The resulting portraits are printed on a receipt, accompanied with a QR-code that links to the remade portrait on TRM’s website. There, the visitor is invited to explore the provenance of the images and their entanglement with historical systems of classification. The aim is to challenge visitors to consider the dominant cultural bias present in colonial photography and consider the parallels with contemporary software and their networks of distribution.

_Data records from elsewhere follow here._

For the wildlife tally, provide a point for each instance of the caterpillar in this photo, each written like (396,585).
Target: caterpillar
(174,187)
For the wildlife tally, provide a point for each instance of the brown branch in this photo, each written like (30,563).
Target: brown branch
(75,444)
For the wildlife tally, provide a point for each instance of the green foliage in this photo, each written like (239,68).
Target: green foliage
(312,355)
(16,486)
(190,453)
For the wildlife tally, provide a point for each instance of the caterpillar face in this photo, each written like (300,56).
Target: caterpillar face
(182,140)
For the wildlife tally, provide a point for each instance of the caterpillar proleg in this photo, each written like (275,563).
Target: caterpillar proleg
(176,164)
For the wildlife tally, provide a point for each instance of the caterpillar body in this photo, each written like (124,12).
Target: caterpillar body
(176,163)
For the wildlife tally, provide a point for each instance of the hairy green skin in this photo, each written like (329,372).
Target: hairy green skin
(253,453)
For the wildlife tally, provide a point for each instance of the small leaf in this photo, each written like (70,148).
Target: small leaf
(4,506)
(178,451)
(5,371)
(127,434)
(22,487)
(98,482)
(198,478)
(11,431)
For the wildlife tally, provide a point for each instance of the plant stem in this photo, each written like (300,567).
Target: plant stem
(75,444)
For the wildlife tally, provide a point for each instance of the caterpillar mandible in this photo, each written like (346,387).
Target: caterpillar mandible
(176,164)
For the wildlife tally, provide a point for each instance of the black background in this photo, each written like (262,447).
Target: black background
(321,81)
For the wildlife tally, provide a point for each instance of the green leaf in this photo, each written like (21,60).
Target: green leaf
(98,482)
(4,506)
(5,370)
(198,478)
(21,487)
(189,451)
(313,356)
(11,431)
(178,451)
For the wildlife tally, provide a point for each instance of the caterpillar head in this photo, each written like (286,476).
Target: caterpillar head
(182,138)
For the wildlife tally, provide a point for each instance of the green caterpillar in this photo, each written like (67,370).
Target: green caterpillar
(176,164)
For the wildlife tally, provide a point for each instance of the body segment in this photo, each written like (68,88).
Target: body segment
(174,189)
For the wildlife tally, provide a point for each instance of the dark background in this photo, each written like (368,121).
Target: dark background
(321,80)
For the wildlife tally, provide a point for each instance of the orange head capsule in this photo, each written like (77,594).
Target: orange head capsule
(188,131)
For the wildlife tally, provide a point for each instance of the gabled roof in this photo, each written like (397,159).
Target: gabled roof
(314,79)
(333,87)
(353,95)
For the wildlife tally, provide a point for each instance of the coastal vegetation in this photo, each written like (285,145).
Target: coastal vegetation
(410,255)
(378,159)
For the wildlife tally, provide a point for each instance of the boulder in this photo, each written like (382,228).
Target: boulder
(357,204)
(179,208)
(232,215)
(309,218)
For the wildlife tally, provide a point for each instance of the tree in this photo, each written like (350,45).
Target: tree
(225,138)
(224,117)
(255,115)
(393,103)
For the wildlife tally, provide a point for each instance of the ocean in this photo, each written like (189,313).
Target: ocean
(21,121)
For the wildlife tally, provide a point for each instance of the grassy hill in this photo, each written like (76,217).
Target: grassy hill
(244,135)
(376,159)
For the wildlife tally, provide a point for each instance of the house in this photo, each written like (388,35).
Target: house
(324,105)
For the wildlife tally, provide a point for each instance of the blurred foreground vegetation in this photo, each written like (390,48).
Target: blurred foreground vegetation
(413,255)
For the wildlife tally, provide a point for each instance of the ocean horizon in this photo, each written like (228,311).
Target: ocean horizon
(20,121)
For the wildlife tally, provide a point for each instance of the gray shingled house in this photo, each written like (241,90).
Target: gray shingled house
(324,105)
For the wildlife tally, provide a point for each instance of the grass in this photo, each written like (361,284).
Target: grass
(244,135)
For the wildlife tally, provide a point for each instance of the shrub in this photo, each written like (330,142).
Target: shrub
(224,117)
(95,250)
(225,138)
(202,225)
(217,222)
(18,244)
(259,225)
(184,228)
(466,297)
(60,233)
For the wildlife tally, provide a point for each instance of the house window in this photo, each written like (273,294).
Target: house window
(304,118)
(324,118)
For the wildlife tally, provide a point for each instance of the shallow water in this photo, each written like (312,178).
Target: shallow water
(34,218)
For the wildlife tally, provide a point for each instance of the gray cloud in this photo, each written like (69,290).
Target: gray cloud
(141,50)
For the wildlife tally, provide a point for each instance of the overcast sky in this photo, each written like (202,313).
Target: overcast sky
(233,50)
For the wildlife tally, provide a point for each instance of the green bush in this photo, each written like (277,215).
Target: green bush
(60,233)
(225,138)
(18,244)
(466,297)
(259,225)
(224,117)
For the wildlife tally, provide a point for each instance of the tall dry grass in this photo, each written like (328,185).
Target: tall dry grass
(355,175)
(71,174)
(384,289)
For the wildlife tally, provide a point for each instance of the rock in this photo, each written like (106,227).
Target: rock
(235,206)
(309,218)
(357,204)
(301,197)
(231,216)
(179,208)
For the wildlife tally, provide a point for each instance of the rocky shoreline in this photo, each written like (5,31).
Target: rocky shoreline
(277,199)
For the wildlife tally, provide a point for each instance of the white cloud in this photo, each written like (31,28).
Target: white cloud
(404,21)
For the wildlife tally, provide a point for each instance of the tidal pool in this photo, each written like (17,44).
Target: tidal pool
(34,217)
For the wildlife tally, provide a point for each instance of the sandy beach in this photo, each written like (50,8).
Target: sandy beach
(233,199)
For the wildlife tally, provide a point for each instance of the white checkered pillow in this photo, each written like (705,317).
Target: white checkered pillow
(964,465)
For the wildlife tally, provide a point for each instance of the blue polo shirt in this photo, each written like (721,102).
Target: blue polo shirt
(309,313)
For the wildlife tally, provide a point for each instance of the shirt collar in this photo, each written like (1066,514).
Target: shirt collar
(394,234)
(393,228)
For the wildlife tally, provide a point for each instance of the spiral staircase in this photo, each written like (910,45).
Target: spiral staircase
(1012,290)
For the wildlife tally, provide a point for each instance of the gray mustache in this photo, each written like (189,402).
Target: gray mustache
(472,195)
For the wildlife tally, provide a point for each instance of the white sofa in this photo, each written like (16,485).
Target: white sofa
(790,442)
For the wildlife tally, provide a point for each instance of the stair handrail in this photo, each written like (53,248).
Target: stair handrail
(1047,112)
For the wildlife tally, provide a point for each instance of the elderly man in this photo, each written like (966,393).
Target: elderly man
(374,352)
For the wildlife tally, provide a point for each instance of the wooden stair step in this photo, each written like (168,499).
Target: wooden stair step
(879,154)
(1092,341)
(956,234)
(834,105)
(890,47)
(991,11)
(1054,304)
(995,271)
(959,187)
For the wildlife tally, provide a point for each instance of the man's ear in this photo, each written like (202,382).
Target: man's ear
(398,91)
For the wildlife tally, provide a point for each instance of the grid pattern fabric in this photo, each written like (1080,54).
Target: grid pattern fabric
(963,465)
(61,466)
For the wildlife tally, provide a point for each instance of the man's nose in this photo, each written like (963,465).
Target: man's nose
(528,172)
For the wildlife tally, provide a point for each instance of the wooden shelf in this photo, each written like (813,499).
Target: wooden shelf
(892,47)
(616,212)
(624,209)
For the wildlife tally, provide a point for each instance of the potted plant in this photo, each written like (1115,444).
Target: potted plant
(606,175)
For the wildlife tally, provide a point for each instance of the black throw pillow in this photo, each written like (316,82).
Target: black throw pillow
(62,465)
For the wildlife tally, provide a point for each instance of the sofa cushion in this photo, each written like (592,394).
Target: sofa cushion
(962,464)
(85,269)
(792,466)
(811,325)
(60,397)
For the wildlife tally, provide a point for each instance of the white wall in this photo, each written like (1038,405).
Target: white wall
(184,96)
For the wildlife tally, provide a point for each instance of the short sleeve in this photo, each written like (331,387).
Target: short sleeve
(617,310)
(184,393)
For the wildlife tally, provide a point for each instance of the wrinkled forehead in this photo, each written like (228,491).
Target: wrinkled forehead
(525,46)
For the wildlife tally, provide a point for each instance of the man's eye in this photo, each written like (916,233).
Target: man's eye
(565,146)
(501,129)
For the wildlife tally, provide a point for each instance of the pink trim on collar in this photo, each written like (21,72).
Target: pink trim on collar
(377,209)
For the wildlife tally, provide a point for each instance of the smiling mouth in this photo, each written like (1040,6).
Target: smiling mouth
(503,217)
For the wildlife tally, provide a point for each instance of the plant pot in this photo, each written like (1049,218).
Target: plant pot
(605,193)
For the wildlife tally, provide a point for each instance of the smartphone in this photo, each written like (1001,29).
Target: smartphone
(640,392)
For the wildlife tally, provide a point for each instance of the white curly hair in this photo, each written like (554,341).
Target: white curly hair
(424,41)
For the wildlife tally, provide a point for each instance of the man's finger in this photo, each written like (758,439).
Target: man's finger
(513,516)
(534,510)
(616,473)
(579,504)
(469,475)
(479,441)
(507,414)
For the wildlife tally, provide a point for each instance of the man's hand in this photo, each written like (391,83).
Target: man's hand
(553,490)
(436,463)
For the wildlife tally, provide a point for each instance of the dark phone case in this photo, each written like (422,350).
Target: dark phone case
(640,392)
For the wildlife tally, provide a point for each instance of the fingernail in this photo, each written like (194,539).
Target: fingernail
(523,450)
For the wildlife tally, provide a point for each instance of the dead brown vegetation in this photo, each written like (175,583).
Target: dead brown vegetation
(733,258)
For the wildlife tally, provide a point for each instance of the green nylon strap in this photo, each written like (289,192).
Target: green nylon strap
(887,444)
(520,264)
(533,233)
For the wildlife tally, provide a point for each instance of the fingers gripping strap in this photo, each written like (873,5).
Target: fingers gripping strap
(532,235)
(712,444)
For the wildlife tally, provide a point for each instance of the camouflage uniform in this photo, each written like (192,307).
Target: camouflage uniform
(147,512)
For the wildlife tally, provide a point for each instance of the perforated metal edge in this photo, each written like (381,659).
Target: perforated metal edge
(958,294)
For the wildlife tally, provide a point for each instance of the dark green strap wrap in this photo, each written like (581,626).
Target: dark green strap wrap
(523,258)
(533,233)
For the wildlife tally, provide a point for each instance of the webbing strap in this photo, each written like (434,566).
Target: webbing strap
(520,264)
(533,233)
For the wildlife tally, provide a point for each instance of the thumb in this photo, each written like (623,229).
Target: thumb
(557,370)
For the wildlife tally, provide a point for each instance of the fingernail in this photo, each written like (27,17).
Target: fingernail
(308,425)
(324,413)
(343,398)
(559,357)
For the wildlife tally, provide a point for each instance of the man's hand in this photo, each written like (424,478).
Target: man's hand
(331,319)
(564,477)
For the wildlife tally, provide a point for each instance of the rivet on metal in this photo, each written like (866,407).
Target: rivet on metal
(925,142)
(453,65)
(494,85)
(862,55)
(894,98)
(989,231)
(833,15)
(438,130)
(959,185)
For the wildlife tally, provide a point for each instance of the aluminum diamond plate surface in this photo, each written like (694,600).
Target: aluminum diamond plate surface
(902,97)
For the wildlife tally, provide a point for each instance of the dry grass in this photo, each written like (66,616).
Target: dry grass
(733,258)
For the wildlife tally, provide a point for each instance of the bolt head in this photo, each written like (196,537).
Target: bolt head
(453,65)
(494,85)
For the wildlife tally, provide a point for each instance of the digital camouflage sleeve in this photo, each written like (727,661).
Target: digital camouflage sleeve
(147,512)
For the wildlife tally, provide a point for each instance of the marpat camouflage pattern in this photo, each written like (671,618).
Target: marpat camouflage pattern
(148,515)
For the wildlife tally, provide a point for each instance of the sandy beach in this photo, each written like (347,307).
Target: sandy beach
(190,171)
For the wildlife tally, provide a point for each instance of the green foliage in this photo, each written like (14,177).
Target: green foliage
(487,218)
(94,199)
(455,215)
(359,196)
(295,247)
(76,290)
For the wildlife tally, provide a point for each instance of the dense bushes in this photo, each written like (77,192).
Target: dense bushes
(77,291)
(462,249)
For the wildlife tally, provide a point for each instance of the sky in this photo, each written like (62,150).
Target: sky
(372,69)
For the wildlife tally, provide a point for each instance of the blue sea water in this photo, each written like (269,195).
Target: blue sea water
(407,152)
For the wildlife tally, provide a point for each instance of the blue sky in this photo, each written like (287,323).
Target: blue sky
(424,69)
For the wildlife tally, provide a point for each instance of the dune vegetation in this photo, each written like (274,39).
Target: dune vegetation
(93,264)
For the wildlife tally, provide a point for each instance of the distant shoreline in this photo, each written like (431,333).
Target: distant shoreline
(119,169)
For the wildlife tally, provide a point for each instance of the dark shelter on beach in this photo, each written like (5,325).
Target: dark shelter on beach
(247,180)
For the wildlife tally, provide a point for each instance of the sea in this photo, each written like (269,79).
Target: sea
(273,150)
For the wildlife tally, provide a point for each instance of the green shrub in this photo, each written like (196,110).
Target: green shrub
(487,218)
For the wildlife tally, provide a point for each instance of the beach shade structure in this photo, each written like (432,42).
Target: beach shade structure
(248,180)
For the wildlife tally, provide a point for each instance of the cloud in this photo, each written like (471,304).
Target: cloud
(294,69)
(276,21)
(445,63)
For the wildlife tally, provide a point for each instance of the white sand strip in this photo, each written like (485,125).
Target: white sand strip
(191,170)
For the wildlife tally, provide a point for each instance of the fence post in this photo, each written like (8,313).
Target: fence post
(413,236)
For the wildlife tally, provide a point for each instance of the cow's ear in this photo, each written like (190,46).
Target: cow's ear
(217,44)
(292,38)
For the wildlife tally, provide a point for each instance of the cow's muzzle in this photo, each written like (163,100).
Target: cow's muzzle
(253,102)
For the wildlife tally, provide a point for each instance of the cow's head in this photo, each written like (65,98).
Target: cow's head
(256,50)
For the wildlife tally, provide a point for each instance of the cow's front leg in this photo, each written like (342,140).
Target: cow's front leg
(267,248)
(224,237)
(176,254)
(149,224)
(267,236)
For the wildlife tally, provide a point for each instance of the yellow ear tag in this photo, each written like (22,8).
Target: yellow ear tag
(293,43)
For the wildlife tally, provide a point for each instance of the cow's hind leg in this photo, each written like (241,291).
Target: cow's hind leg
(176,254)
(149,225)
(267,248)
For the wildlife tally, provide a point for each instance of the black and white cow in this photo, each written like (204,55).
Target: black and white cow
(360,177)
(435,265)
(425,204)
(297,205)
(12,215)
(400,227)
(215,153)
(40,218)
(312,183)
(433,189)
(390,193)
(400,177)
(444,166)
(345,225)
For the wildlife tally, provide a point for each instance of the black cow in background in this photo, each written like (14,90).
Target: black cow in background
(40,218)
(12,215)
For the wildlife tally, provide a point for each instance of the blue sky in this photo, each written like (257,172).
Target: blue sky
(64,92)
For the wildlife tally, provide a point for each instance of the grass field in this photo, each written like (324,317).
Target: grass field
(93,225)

After printing, the digital image is deleted; the physical photograph can be added to the museum walls and will slowly fade away.

The project is a comprehensive and critical extension of the two artists’ years-long research into photographic archives from the colonial era and the parallels with contemporary surveillance systems based on “machine vision”.

The Recognition Machine will be permanently on-view at the Rautenstrauch-Joest Museum from 7 March onwards and we strongly encourage you to check it out if you are in Cologne.

Versions of TRM have previously been shown at Working Title Festival by Workspace Brussels (2018), Rautenstrauch-Joest Museum (2019), Fondazione Sandretto Re Rebaudengo in Turin (2020), the Dakar Biennial (2022) and Cinema Nova Brussels (2023).

In June 2023, Antje Van Wichelen (as part of the collective Troubled Archives with Rokia Bamba, Peggy Pierrot, Loes Jacobs and Brenda Bikoko), presented the exhibition NEW HERO.IN.ES at the Moussem Studios. The exhibition was the result of a prior gathering of the collective at the studio of collodion master photographer Silvano Magnone, where they experimented with the collodion technique by photographing one another. Throughout the process, conversations about contemporary heroism and societal healing unfolded which were further explored in the subsequent presentation at Moussem, where 16 mm projectors aimed to reproduce the images made at Magnone’s studio and images from colonial databases, accompanied with a soundwork by Rokia Bamba.